Believing a company is only as good as its people, Rib-X Pharmaceuticals Inc. raised about $22 million in its first round of financing to attract top-notch scientists for its anti-infectives platform.

“Research and development,” said Susan Froshauer, CEO of Rib-X, detailing the use of the round’s proceeds. “We have a very aggressive R&D plan. We want to hire the best people in the world and implement [it]. We’ve hired 11 people full time and we have an ambitious but promising plan to hire about 39 people in the next few months.”

Froshauer said there was a “huge swell of interest” from investors, putting New Haven, Conn.-based Rib-X in the “luxurious position” of playing pick and choose.

“It was an exciting experience because there was so much enthusiasm,” she said. “We ended up in the right place with a team of investors and the right amount of money to get done what we want to do.”

SR One Ltd./EuclidSR Partners, of New York, and Oxford Bioscience Partners, of Boston, were lead investors. Participating investors included ABS Ventures, of San Francisco; Axiom Ventures, of Hartford, Conn.; Cardinal Partners, of Princeton, N.J.; Connecticut Innovations, also of Hartford; and Zero Stage Capital, of Boston.

Rib-X has an exclusive license to the high-resolution crystal structure of the largest area of the bacterial ribosome, the 50S subunit.
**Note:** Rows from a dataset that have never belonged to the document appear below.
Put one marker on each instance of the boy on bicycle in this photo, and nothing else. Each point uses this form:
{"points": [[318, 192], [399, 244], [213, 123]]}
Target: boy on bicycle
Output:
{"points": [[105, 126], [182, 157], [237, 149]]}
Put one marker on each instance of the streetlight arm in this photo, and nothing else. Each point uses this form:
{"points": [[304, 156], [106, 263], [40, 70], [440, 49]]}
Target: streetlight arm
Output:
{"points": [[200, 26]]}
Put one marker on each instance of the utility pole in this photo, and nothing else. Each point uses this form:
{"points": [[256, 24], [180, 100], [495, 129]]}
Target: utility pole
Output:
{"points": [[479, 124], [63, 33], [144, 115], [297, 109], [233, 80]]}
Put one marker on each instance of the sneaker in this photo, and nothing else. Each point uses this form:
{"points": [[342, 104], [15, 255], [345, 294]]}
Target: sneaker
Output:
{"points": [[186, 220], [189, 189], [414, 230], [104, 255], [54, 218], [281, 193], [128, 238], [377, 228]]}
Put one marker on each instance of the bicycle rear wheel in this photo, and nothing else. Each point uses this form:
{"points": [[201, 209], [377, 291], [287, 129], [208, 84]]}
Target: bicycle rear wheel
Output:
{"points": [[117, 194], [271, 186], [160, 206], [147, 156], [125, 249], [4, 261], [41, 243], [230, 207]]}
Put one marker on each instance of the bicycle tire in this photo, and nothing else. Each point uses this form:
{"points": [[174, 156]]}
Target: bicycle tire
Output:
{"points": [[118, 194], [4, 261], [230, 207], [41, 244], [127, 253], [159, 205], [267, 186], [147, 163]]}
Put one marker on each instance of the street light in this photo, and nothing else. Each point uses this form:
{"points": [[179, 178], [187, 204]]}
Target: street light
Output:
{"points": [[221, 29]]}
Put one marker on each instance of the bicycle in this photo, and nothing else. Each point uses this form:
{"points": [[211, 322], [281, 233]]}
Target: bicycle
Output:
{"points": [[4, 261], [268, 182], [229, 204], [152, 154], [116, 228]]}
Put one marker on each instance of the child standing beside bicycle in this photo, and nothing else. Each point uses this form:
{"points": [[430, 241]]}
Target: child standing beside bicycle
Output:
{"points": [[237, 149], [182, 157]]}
Froshauer, whose past experience includes time spent with New York-based Pfizer Inc.’s Strategic Alliances group, and six others founded Rib-X in the fall of 2000 and officially opened doors in July 2000. Besides the license for the crystal structure, co-founder William Jorgensen brings structure-based drug design software that should prove invaluable, Froshauer said.

“[The software] is definitely a very important piece,” she told BioWorld Today. “I do not want to omit the fact that Will Jorgensen has the perfect [computer tools] to take advantage of the crystal structure of the ribosome.” And, Froshauer noted, it is not available to the public.

Froshauer said the ribosome, integral in protein synthesis, provides a “validated target” for a new class of antibiotics.

“We know how to exploit that technology,” she said. “We have, for the first time, the road map to the design of a new antibiotic.”

The company’s initial focus is on broad-spectrum agents that work against drug-resistant organisms. Rib-X is in preclinical work now, designing new compounds with the loose goal of having them reach the clinic near the end of 2004.

Rib-X’s most notable achievements to date, besides the $22 million round, have been its hires, Froshauer said. It also has built a strong patent position, with “quite a few” applications submitted. But for a young company like Rib-X, she said, its near-term goals are similar to the ones it has already achieved: great hires.

“Our major goal is to build a multidisciplinary team,” she said. “Because of the magnitude of the ribosome as a structure, to harness it you need a team of chemists, computational [personnel] and biologists to work as a unit. That unit will be critical to our success. In addition, we will continue our interaction with our co-founding scientists to expand our technology base.”

She added, “After all my time with Pfizer, I’d place my bet on Rib-X, because I know we are going to discover a new class of antibiotics.”